To further analyze the implemented network, we vary both the noise in the input signal and the programming resolution to evaluate their impact on the accuracy of in-memory classification. Figure 5e presents the effect of the input noise on the accuracy of the neural network. We can see that both experimental and computational accuracies follow a linearly decreasing trend as the noise at the input is increased. In addition, the difference between the average experimental values and the theoretically predicted accuracy, as well as the spread of the values, remain similar as the noise standard deviation increases, except for the case of σ = 0.5 where the smaller spread is due to the saturation of the output analog-to-digital converters. We expect that the spread in measured accuracy is due to variations in each memory weight due to imperfect programming and system noise. Since both experimental and theoretical values are following the same trend, we conclude that the expected behavior has been observed. We show in Figure 5f the effect of the programming resolution (Nbits) on the accuracy for a fixed input noise (σ = 0.1). A more relaxed programming resolution is expected to decrease the precision since the error between the desired and measured conductance value is large. Although this effect is seen from 2-bit to 4-bit data, classification with 1-bit weight programming resolution can be as accurate as for 4 bits. Since the rest of the data follows the predicted behavior, we consider the discrepancy of the 1-bit accuracy data to be due to chance.

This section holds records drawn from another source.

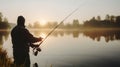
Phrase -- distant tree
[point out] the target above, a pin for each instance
(98, 18)
(36, 25)
(5, 20)
(30, 25)
(76, 23)
(1, 17)
(107, 17)
(118, 19)
(112, 18)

Performance of Larger Neural Networks

Encouraged by the promising performance of the demonstrated MoS2-based artificial neural network accelerator, we evaluate complex neural networks based on the realized FGFET devices. We consider hardware implementations of deep neural networks in which the most frequent large building block is an analogue vector-matrix multiplier (VMM).43 A network of this type is AlexNet, used for image classification of the large ImageNet benchmark database.44

The considered analogue VMM circuit is shown in Figure 6a, where each floating gate memory is used as a programmable resistor. During inference, the control gate voltage is set at VG, and the input vector is encoded in the voltage values {Vin,1, ... , Vin,M}. If wij (i = 1, ... , M; j = 1, ... , N) is the conductance of the floating gate memory, then the output current Iout,j is given by the matrix multiplication of the voltage vector with the weight matrix as shown in Figure 6a.

Figure 6.

Figure 6

System-level analysis. (a) Analogue vector-matrix multiplier circuit with floating gate memory devices. (b) Transfer characteristics of the memory cells and of the extracted SPICE models in inversion. (c) Transfer characteristics of the memory cells and of the extracted SPICE models in the subthreshold. (d) Achievable ENOB of the multiplier as a function of the cell voltage bias. (e) Error rate in Imagenet classification for an analogue neural network as a function of the signal-to-noise-and-distortion ratio (SINAD) and of the number of bits.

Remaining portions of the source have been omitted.